И с той минуты Прайам Фарл, богатый и великий Прайам Фарл, впал в самое постыдное ничтожество. Он ничего не мог сделать для самого себя; и он ничем не мог быть полезен Лику, ибо Лик отверг бренди и бутерброды, а кроме бренди и бутербродов ледник ровно ничего не содержал. И вот Лик лежал наверху, без слов и без движенья, и ждал доктора, который пообещался вечером зайти с визитом. И летний день померк и превратился в летнюю ночь.

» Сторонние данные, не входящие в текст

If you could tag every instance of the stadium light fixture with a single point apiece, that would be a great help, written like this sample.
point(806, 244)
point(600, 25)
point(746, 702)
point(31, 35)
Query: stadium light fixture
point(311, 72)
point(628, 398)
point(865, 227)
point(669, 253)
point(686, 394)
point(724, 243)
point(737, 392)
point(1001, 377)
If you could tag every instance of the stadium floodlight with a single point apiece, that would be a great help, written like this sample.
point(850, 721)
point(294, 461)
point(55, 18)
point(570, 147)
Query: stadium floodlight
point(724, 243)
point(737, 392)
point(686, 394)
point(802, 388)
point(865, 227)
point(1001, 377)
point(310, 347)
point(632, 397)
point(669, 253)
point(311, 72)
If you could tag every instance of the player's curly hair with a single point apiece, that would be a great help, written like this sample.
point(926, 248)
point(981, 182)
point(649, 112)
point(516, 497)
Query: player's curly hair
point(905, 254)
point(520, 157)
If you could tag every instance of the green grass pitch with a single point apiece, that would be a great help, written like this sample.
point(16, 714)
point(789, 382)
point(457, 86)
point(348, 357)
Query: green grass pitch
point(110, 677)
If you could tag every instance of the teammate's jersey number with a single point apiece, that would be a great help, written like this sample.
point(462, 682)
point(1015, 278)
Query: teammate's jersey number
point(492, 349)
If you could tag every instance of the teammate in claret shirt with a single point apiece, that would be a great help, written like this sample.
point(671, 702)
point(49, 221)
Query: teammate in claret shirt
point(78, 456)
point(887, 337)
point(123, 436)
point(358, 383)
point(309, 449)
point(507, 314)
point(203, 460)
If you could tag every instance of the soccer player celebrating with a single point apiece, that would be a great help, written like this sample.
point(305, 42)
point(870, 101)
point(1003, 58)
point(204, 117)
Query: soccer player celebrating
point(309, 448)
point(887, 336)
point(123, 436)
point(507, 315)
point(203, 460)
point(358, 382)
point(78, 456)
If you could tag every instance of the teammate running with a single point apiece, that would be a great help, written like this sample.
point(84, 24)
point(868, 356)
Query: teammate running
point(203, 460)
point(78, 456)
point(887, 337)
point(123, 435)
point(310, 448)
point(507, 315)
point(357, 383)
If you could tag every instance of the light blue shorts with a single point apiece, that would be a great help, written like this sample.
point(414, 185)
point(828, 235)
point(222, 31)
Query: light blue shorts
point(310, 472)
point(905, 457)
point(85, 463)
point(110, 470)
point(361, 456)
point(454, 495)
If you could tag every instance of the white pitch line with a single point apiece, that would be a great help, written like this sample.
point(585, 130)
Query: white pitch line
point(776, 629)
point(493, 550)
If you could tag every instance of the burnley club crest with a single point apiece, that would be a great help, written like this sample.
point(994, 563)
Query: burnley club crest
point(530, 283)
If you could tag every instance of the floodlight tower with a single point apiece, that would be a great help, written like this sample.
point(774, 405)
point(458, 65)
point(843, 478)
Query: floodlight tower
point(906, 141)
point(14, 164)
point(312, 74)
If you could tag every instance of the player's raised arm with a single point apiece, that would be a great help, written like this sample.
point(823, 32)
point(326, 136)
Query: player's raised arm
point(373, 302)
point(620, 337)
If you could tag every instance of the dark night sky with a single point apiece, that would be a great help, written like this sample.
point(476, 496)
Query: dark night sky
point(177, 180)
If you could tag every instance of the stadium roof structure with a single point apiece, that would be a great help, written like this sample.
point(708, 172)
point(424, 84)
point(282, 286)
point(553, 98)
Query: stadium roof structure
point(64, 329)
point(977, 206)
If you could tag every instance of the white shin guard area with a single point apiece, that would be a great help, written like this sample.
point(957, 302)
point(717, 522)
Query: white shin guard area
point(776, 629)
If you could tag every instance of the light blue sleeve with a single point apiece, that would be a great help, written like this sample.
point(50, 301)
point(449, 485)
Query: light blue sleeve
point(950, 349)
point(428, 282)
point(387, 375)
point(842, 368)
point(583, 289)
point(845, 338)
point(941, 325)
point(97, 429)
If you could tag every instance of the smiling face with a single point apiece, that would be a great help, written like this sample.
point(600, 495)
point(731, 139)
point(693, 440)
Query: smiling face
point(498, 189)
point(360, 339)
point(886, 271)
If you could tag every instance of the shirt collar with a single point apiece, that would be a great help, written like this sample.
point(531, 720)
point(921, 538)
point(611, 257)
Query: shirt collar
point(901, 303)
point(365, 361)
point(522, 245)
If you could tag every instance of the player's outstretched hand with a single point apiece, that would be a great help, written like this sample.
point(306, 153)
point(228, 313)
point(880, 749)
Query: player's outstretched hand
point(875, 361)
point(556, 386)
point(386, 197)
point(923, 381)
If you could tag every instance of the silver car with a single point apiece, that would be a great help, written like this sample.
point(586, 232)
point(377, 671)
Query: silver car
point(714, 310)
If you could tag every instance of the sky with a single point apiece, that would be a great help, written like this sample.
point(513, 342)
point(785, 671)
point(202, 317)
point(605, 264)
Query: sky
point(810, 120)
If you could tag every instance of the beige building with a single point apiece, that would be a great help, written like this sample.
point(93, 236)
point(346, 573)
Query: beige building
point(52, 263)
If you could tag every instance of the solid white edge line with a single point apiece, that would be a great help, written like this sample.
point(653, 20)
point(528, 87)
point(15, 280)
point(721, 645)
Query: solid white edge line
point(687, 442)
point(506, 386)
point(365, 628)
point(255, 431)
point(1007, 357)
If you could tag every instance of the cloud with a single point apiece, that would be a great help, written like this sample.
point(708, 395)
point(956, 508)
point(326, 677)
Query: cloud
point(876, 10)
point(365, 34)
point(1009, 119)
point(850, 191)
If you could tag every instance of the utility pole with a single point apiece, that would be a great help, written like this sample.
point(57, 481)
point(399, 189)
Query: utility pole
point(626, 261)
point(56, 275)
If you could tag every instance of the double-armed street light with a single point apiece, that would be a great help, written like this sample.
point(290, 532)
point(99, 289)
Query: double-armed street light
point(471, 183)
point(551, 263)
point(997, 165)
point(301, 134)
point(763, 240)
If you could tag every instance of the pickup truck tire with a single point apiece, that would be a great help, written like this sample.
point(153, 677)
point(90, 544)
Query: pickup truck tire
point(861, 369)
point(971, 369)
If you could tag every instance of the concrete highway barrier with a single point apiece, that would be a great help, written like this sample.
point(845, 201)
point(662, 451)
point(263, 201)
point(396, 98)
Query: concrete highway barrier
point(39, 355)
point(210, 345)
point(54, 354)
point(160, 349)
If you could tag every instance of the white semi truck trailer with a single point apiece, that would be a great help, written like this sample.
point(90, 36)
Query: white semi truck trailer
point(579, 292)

Мысль о том, чтоб выйти на люди и лично купить себе еды, кого-то призвать на помощь Лику, самая мысль эта была для Фарла непереносима; он никогда не делал ничего подобного. Лавка ему представлялась неприступной крепостью, охраняемой людоедами. Вдобавок, придется ведь к кому-то «обращаться», а для него к кому-то «обращаться» было хуже смерти. А потому он метался, участливый и бесполезный, вверх-вниз по лестнице, покуда Лик, болезнью низведенный с роли слуги до роли всего-навсего человека, не попросил, едва слышно, но довольно резко, оставить его в покое, уверив, что с ним все в порядке. После чего предмету зависти всех художников, символу славы и успеха, только и оставалось, что надеть халат бордо и устроиться в жестком кресле для ночного непокоя.

Снова прозвенел звонок, и резкий, внушительный стук в дверь ужасным эхом отдался по всему тоскующему дому. Так сама смерть стучится. Страшное подозрение родилось в душе у Прайама Фарла — «а вдруг он опасно болен?» Прайам Фарл вскочил, взял себя в руки и ринулся навстречу стукам и звонам.

Средство от застенчивости

За дверью переминался с ноги на ногу высокий, тощий, усталый человек в цилиндре и сюртуке; он ровно двадцать часов уже гонял по обычному своему делу, пользуя воображаемые немощи пилюлями и разговорами, подлинные же недуги предоставляя действию самой натуры и подкрашеной водицы. К медицине относился он несколько цинически, отчасти потому, что лишь благодаря излишествам Саут-Кенсингтона он, по собственному убежденью, мог оставаться на плаву, но более же потому, что жена его и перезрелые дочки слишком любили наряжаться. Годами, совершено забывая о бессмертной душе его, они с ним обращались, как с автоматом для завтраков: сунут завтрак в щель, нажмут на пуговку жилета и вытягивают купюры. И следственно он не имел ни партнера, ни ассистента, ни отдыха, ни экипажа; жена и дочки не могли себе позволить такой роскоши. Был он способный, расторопный, вечно усталый, лысый и пятидесятилетний. И еще, как это ни покажется вам странно, он был застенчив; правда, в конце концов он, разумеется, с этим свыкся, как нам приходится свыкаться с дуплом в зубе. Нет, свойств девичьего сердца лучше было не искать в сердце доктора Кашмора! Он поистине изучил человеческую природу, и воскресное бегство в Брайтон представлялось ему раем и пределом всех мечтаний.

1

То есть Национальной галереи в Лондоне.

2

Артур Джеймс Балфур (1848–1930) — премьер-министр Англии (1913–1920; 1935–1937).